A wide view of the Security Council (Photo: UN/Ky Chung)


Calling for a more vigorous international engagement in the Middle East as an indispensable ingredient in ending the violence and bringing fresh hope for peace, Kieran Prendergast, Under-Secretary-General for Political Affairs, told the Security Council this morning that he had painfully little that was positive to report on the situation and much that was negative.

Briefing the Council on the situation in the Middle East, including the Palestinian question, he said it had been heard from many quarters that the time had come for a renewed peace effort, but that the parties to the conflict could not succeed if left to themselves. Violence, not negotiation, continued to be the all-too-frequent mode of communication, and there was a palpable sense of drift and foreboding. That stemmed from an equally pervasive sense of pessimism about the prospects for peace, coupled with frustration because the basis of a settlement - the two-State solution - was well established and enjoyed strong support among both the Israeli and Palestinian publics.
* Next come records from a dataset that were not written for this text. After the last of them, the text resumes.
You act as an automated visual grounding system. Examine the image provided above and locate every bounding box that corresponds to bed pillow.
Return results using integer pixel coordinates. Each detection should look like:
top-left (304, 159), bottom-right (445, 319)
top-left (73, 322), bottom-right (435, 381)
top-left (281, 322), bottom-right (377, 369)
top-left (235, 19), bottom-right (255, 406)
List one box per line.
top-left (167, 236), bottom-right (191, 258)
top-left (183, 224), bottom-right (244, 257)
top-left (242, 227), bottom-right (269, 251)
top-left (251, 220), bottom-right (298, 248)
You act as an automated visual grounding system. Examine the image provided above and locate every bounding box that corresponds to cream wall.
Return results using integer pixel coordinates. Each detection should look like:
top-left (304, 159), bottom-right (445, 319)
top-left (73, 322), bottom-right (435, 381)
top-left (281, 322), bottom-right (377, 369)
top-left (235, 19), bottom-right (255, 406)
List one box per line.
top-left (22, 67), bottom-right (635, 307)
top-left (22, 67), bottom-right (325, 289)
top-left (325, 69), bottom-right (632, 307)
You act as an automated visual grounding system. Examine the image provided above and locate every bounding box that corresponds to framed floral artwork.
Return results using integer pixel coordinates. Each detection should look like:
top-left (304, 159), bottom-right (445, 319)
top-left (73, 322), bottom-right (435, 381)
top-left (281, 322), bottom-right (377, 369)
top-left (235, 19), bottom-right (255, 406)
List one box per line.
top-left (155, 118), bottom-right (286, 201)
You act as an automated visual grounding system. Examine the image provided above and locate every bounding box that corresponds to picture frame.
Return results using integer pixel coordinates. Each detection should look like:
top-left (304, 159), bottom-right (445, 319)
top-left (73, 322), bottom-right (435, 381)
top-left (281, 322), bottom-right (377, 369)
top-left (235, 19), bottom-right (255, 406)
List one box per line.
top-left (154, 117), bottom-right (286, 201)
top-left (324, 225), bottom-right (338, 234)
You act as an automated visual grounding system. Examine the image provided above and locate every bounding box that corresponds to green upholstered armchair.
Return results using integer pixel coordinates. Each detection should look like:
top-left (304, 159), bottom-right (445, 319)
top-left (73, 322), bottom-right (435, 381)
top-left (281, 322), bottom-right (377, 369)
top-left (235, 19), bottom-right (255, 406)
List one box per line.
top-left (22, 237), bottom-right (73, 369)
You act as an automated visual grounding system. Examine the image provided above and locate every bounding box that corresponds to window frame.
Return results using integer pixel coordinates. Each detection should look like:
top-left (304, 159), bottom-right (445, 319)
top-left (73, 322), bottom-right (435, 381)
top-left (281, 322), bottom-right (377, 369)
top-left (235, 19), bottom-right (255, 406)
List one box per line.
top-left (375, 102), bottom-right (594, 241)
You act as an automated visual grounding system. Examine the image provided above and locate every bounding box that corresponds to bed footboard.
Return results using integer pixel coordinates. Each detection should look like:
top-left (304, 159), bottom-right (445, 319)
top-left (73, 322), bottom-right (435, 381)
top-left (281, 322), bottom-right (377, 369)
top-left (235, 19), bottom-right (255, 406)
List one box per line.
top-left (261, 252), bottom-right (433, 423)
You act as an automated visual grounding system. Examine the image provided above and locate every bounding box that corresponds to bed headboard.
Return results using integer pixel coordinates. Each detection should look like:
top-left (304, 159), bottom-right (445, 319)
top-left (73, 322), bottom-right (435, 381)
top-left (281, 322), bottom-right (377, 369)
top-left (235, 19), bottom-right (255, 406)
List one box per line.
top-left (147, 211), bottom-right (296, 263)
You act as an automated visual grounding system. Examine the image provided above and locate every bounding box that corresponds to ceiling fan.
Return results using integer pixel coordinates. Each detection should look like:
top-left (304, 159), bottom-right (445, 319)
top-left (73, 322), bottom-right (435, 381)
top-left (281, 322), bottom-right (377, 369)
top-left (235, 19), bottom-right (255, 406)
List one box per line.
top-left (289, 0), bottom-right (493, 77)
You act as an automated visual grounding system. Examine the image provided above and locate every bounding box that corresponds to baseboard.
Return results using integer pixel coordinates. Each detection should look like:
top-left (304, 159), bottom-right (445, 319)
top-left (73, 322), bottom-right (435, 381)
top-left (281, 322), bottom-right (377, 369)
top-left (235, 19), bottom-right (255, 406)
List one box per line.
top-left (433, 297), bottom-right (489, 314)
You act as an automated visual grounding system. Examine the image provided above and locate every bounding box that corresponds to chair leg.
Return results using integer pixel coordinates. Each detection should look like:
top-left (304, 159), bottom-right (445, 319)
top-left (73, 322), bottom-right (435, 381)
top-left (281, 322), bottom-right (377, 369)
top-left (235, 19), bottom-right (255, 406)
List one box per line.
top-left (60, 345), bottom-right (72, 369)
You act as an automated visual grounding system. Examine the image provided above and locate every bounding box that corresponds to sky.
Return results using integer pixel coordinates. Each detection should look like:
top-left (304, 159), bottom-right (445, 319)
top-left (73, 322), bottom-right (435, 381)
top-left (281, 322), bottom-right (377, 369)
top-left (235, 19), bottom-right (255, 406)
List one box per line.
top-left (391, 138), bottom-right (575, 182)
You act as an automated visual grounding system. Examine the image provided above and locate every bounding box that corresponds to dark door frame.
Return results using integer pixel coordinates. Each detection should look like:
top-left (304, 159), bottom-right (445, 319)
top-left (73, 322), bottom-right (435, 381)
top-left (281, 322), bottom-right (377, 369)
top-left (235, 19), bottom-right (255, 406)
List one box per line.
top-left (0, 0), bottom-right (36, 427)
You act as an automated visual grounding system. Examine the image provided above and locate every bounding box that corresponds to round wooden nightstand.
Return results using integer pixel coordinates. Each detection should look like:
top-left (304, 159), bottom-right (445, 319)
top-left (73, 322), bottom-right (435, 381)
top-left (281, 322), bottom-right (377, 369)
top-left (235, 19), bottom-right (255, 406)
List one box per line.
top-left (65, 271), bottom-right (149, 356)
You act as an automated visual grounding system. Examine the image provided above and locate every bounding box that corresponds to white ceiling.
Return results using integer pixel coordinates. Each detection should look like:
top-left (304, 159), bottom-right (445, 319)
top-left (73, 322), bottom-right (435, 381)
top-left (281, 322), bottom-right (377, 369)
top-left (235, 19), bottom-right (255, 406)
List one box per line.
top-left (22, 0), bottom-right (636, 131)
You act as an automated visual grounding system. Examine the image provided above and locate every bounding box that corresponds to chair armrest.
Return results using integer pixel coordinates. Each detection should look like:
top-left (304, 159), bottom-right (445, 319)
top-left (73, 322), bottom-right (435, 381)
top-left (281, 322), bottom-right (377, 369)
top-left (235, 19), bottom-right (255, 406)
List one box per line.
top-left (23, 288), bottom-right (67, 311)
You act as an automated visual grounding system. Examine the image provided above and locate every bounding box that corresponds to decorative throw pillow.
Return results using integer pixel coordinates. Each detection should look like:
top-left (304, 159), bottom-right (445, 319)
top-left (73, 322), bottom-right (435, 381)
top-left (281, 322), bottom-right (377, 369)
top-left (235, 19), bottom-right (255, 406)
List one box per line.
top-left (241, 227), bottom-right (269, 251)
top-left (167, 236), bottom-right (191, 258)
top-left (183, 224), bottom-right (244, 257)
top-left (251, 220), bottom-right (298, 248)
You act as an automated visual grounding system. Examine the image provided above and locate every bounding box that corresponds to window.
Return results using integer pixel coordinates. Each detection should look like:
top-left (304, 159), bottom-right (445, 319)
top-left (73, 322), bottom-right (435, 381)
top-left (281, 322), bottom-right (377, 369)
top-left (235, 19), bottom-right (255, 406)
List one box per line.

Describing the statistics as staggering, he said that since his last briefing to the Council, just over a month ago, 206 Palestinians and 13 Israelis had been killed, and approximately 1,033 Palestinians and 62 Israelis injured. The number of Palestinians killed since September 2000 was now 3,839, and that of Israelis totalled 979. An estimated 36,433 Palestinians and 6,297 Israelis had been injured since the eruption of the intifada.

Even to speak in terms of a peace process seemed to put one at a distance from present reality, he said. Yet the conflict between Israelis and Palestinians could be settled only through negotiations between the parties, in the continued absence of which the Road Map offered the only way forward. Its implementation would help both parties to find their way back to the negotiating table.

However, he said, the Israeli Government had still not implemented its obligation to dismantle settlement outposts erected since March 2001 and to impose a settlement freeze, including natural growth, in full consistency with the Road Map and the Mitchell Report. He called on Israel to meet its obligations under international law and the Road Map.

For its part, he said, the Palestinian Authority needed to take genuine, determined and sustained action to ensure that an empowered Prime Minister and cabinet could fulfil Palestinian obligations under the Road Map, particularly in regard to ending violence and terrorism and reforming its security forces. He reiterated the call on President Yasser Arafat to move forward with the much-needed reforms.